Yes. Absolutely, yes.

"Yes."

She stood across from me while I sat on the edge of my (just made) bed, held a hand up in a Christian mudra I'd seen many times but never felt until now, and prayed in Spanish. She prayed for me, for Stacy, for the blessing of a son...she spoke of wombs, and organs, and fruit, and health, and birth...she spoke of something so private that to have done it in English would have been offensive. She spoke with reverence, but with authority, and seasoned with a knowledge so deep of something so deeply unknowable that I shrunk in a kind of humble shame. I felt her prayer rinse over me, starting at the heart and radiating outward, spilling over my gel-hair and polished shoes and just-ironed shirt. She prayed, and she meant it, and I think she actually spoke to God. I don't claim to know how that works, but I think she did it.
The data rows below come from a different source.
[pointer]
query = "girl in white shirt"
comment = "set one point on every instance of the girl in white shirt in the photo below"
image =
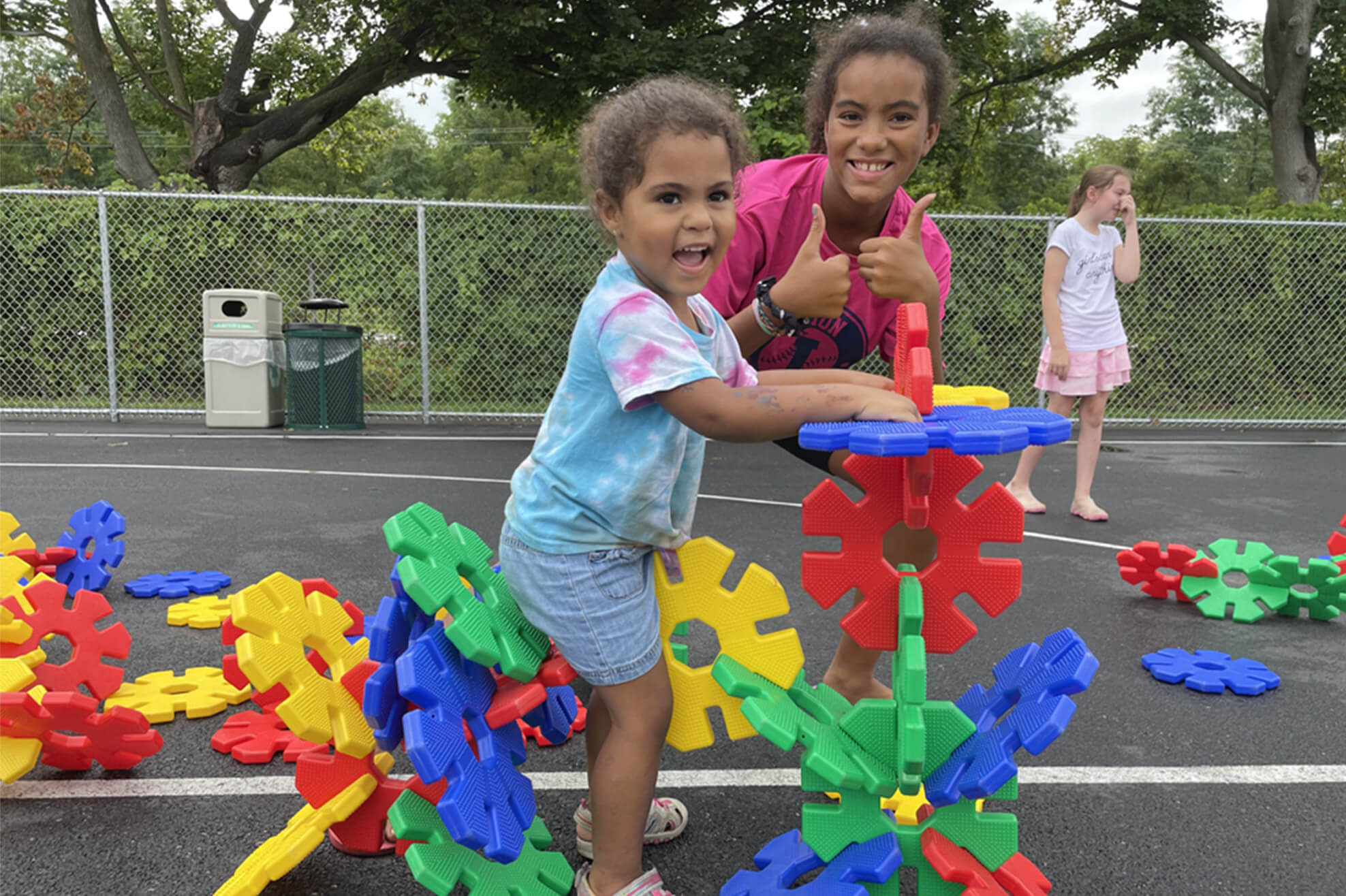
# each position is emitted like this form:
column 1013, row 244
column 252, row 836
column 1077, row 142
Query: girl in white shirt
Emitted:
column 1085, row 355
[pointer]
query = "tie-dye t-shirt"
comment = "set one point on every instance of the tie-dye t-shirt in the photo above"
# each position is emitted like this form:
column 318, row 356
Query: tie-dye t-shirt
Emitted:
column 610, row 466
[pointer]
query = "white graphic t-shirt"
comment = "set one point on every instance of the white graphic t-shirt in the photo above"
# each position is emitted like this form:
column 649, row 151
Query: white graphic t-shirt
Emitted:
column 1089, row 315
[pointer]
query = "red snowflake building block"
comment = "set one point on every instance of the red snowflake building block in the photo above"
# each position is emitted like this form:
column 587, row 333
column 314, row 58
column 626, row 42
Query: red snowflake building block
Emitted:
column 89, row 646
column 957, row 865
column 255, row 737
column 1337, row 541
column 1020, row 878
column 74, row 733
column 1140, row 565
column 44, row 561
column 957, row 568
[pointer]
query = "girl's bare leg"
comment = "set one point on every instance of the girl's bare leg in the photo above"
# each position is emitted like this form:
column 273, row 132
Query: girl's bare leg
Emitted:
column 1086, row 455
column 1030, row 456
column 625, row 739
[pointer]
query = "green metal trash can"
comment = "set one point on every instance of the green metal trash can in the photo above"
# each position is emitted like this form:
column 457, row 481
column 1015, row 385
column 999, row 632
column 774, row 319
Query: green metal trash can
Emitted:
column 325, row 380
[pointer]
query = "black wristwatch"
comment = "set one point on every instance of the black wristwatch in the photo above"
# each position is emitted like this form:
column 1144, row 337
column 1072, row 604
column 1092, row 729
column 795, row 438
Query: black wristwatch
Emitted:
column 789, row 322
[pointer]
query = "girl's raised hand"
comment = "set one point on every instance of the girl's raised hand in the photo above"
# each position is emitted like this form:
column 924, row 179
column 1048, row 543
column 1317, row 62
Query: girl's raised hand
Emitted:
column 815, row 287
column 882, row 404
column 1128, row 210
column 896, row 267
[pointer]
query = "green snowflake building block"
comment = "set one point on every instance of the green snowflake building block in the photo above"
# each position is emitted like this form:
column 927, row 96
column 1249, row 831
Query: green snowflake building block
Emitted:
column 681, row 652
column 830, row 828
column 1249, row 602
column 1328, row 598
column 435, row 560
column 439, row 864
column 807, row 716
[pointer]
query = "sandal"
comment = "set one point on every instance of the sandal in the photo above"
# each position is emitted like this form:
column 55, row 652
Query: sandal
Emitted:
column 667, row 821
column 648, row 884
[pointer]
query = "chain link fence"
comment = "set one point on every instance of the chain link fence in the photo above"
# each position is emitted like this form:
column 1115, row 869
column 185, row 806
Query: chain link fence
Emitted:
column 467, row 307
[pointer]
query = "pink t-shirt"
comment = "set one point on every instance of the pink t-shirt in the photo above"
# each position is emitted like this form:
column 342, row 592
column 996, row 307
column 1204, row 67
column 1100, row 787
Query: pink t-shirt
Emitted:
column 776, row 210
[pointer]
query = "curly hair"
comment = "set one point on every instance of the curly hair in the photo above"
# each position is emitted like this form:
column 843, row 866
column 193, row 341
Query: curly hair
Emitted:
column 910, row 35
column 618, row 131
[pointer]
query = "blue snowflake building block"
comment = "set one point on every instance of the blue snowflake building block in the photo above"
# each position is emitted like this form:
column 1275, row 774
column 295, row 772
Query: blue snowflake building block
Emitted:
column 786, row 859
column 99, row 547
column 178, row 583
column 1030, row 694
column 488, row 803
column 965, row 430
column 555, row 715
column 1210, row 672
column 396, row 624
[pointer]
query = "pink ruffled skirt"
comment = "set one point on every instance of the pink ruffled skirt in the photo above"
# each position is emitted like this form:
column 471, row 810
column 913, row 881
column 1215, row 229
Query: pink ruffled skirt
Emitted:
column 1091, row 372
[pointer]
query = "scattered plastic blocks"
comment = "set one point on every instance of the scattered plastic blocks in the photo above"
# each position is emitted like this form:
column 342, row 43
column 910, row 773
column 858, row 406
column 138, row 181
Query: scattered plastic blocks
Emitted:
column 1143, row 564
column 302, row 835
column 74, row 733
column 1326, row 595
column 255, row 737
column 279, row 623
column 1210, row 672
column 89, row 646
column 200, row 613
column 488, row 626
column 96, row 537
column 176, row 584
column 198, row 692
column 958, row 568
column 439, row 864
column 786, row 859
column 734, row 615
column 1248, row 602
column 1027, row 707
column 489, row 803
column 10, row 536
She finished praying, said "Amen," and looked at me just long enough to let me know that her prayers were in love, not in plea for my response. She rushed over to the desk drawer, grabbed a Gideon's Bible, opened to Psalm 127, pointed at it, and waited for me to read aloud. I did. She smiled. And then she went back to the bathroom to scrub the tub.

She was done. She wanted nothing...no money, no thanks, no conversion moment, not even a prayer in her favor. She just wanted me to be prayed for, and fully expected me to receive the blessing. It's like she waited...like she was planted there...like she had been there, in my hotel bathroom, in Dallas, Texas, just waiting for me to come. I feel like she was waiting for me to come along, all filled with insecurities about child-bearing and reproduction and would-we-ever-be-able-to and just waited. I came, she prayed, then she was done.

I tried to thank her profusely. Good god, I even tried to give her money to say thank you...it's stupid, but it's all I had to offer. She would have none of it. It didn't fit her somehow...it was far too cheap, it didn't fit the plan. She was there to pray, and she was there to scrub, and that was all.



As you may have noticed, it's been a very long time since I've written. My last post was about an inspiration lost...and I think I've been waiting to find it again. I had no idea I'd find it in a hotel bathroom in Dallas.

Thank you, Narrissa. I can't wait to send you a picture of the blessing some day.